People ex rel. Land v State of New York
2008 NY Slip Op 06908 [54 AD3d 1113]
September 18, 2008
Appellate Division, Third Department
Published by New York State Law Reporting Bureau
pursuant to Judiciary Law § 431.
As corrected through Wednesday, October 29, 2008
People ex rel.. John Land v State of New York
The People of the State of New York ex rel. John Land, Appellant, v State of New York et al., Respondents.
—[*1] John Land, Coxsackie, appellant pro se.
Appeal from a judgment of the Supreme Court (Pulver, Jr., J.), entered December 20, 2007 in Greene County, which denied petitioner's application for a writ of habeas corpus, in a proceeding pursuant to CPLR article 70, without a hearing.
Petitioner is an inmate at Greene Correctional Facility in Greene County. He commenced this CPLR article 70 proceeding for a writ of habeas corpus claiming that his request for parole release was improperly denied insofar as the Board of Parole failed to issue a written decision setting forth the basis for its denial. Supreme Court refused to issue the writ and denied petitioner's application without a hearing. Petitioner appeals.

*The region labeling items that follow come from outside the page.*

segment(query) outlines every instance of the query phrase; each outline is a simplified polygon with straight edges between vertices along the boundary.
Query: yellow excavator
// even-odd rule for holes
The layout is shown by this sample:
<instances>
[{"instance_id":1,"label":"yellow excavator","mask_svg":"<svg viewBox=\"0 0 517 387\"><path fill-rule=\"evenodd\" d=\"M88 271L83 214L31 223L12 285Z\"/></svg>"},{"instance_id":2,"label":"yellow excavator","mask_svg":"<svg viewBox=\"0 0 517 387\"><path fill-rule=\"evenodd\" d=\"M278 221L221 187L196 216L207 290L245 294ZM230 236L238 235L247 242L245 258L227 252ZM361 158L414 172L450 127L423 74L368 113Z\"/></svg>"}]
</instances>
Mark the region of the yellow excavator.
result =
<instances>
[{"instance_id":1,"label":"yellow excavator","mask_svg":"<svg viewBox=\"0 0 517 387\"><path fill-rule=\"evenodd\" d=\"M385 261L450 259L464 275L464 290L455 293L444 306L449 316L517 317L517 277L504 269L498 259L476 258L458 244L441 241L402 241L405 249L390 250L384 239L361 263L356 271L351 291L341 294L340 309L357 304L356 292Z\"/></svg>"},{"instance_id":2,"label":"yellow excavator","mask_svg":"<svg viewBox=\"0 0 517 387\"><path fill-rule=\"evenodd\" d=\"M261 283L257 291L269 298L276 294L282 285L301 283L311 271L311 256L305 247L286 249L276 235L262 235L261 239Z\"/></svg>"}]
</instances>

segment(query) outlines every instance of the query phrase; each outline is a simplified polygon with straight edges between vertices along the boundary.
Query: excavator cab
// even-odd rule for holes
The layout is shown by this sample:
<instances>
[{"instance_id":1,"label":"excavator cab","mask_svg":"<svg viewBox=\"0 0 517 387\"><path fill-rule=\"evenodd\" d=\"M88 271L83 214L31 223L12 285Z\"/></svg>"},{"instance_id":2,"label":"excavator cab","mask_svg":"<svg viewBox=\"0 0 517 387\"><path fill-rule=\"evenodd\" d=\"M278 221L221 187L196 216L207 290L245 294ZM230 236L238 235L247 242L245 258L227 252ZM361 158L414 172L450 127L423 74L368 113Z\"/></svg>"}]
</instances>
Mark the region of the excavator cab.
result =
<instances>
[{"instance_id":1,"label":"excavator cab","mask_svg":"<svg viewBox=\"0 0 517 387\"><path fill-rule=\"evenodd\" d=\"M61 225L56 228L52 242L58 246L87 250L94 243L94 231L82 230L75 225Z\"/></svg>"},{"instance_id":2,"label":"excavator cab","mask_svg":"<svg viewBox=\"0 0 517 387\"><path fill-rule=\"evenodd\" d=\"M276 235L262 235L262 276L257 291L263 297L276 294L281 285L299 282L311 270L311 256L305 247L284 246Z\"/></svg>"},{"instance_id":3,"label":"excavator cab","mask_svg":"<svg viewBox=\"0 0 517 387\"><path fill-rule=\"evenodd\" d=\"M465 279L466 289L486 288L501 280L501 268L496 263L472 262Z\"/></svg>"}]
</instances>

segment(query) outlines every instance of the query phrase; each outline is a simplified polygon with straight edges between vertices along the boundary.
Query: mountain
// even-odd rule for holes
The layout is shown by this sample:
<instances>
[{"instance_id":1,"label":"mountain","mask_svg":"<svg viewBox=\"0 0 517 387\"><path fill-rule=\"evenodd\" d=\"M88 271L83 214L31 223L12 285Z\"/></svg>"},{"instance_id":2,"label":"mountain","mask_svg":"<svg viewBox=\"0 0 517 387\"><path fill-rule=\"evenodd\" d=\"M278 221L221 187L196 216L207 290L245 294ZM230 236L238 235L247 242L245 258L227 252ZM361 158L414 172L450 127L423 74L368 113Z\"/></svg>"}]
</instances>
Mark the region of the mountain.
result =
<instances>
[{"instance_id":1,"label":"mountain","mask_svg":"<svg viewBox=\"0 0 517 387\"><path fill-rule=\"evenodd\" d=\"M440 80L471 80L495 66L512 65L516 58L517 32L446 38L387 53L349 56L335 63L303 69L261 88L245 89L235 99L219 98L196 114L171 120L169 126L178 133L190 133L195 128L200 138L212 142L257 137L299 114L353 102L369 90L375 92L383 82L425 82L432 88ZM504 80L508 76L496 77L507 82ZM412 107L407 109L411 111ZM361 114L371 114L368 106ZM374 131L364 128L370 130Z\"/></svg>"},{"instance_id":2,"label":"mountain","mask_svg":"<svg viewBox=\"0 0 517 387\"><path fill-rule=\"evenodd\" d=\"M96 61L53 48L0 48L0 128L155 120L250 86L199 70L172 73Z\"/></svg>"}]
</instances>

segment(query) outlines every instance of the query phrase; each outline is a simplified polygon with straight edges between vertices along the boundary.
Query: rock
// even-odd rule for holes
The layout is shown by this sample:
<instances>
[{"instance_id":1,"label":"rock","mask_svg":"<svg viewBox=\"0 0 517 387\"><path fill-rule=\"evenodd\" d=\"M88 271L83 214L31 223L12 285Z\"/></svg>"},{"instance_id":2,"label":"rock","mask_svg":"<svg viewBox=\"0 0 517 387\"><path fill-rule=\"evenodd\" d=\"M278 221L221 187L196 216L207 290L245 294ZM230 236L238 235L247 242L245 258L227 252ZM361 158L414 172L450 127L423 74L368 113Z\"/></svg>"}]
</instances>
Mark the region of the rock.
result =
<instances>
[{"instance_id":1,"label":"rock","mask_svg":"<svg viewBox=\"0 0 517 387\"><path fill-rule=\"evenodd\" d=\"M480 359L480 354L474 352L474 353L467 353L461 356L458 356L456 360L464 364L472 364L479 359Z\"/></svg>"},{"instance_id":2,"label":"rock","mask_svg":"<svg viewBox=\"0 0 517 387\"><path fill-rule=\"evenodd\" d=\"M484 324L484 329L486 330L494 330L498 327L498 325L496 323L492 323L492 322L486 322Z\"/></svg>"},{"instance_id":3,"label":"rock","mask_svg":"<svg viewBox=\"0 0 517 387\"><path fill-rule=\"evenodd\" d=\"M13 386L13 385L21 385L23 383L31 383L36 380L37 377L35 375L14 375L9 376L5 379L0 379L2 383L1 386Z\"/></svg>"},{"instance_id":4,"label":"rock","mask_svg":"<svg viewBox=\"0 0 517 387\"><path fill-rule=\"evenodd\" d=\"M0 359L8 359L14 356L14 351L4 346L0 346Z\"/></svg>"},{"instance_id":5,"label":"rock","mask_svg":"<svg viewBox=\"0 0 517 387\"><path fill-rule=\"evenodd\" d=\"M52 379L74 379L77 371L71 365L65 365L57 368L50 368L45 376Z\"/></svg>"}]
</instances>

We affirm. "It is axiomatic that the remedy of habeas corpus is available in New York only if the relator would be entitled to immediate release were he or she to prevail" (People ex rel. Quartararo v Demskie, 238 AD2d 792, 793 , lv denied 90 NY2d 802  [citations omitted]). Even if the Board failed to issue a written decision as claimed by petitioner, parole release decisions are discretionary and petitioner would not be entitled to immediate release from prison (see id.). Rather, the remedy would be remittal of the matter to the Board. Accordingly, Supreme Court properly denied petitioner's application.
Cardona, P.J., Spain, Rose, Lahtinen and Malone Jr., JJ., concur. Ordered that the judgment is affirmed, without costs.